Budget 2026-27: Good news for imported car buyers

Pakistan to present budget 2026-27 on June 5, major relief for salaried class expected

Key details of budget negotiations between Pakistan and the International Monetary Fund have emerged, indicating that several imported goods may become cheaper in the next fiscal year’s budget.

According to media reports, the government is considering reductions in regulatory duties and additional customs duties and import tariffs on a range of products in the upcoming budget.

The regulatory duties and additional customs duties on imported goods are likely to be lowered, while import duties on foreign vehicles may also be reduced.

Tariffs on raw materials used by the export industry are expected to be cut and taxes on machinery and equipment required for 5G technology in the telecommunications sector may also be reduced. As a result, hundreds of raw materials used by export oriented industries could become cheaper.

On the instructions of Prime Minister Shehbaz Sharif, the Ministry of Industries and Commerce has prepared a draft National Tariff Policy. Under IMF related reform targets, tariffs are expected to be gradually reduced to improve the competitiveness of local industries.

Media reports said that additional customs duties may be reduced on 3,149 tariff lines of imported goods, while regulatory duties could also be lowered on more than 1,900 tariff lines.

The budget is also expected to provide relief on imported agricultural raw materials. Import duties on agricultural machinery, equipment and spare parts that are not manufactured locally may be reduced.

In addition, the government is likely to abolish the remaining 2 per cent additional customs duty on 518 tariff lines currently falling under the 15 per cent customs duty slab.

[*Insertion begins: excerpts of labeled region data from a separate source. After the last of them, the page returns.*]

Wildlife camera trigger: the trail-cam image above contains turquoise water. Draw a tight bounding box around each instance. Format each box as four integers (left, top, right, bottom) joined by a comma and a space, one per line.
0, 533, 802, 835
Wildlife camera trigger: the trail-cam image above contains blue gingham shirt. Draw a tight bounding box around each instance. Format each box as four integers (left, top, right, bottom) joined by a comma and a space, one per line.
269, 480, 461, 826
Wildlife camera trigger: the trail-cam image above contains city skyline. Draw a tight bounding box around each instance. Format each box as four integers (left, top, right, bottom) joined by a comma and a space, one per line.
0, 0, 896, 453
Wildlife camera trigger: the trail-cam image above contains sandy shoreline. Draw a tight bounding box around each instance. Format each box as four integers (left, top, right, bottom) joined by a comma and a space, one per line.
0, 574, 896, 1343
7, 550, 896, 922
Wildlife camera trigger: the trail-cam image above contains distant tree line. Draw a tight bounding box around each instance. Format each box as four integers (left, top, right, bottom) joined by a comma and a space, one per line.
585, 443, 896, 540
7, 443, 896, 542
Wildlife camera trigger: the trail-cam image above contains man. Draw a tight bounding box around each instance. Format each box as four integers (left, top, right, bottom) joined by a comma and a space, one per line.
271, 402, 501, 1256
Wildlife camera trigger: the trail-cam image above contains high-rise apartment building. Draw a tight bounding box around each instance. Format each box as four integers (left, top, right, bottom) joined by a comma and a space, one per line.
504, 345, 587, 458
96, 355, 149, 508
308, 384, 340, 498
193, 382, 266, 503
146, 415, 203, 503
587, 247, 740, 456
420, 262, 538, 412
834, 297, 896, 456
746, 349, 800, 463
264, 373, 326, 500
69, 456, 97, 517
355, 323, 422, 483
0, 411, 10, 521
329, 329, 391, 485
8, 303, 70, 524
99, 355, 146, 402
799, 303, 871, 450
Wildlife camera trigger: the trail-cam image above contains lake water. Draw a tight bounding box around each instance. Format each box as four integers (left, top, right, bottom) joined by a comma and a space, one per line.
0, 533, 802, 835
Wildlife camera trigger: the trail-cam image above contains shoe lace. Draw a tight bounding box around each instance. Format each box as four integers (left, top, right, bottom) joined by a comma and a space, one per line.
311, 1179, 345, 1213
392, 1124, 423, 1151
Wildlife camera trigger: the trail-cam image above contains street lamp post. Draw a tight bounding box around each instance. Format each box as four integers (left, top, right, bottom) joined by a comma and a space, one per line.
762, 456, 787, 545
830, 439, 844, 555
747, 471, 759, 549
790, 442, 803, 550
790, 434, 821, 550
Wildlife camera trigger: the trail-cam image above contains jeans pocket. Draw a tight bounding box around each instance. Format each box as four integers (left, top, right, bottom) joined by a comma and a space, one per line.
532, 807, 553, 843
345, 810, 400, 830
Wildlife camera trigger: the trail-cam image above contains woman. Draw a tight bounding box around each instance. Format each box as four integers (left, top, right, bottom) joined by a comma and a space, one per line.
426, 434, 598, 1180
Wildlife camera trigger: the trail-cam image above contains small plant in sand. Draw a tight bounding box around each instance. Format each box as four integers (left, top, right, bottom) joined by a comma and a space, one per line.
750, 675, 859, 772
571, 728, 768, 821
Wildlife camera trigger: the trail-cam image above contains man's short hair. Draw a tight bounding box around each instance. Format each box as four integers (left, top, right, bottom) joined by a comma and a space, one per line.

According to reports, the additional customs duty on 2,166 tariff lines under the 20 per cent customs duty slab may be reduced from 4 per cent to 2 per cent. Similarly, for 468 tariff lines subject to customs duties above 20 per cent, the additional customs duty could be cut from 6 per cent to 4 per cent.

The upcoming budget may also include reductions in additional customs duties on machinery and equipment imported for establishing electric vehicle and electric motorcycle manufacturing plants in Pakistan.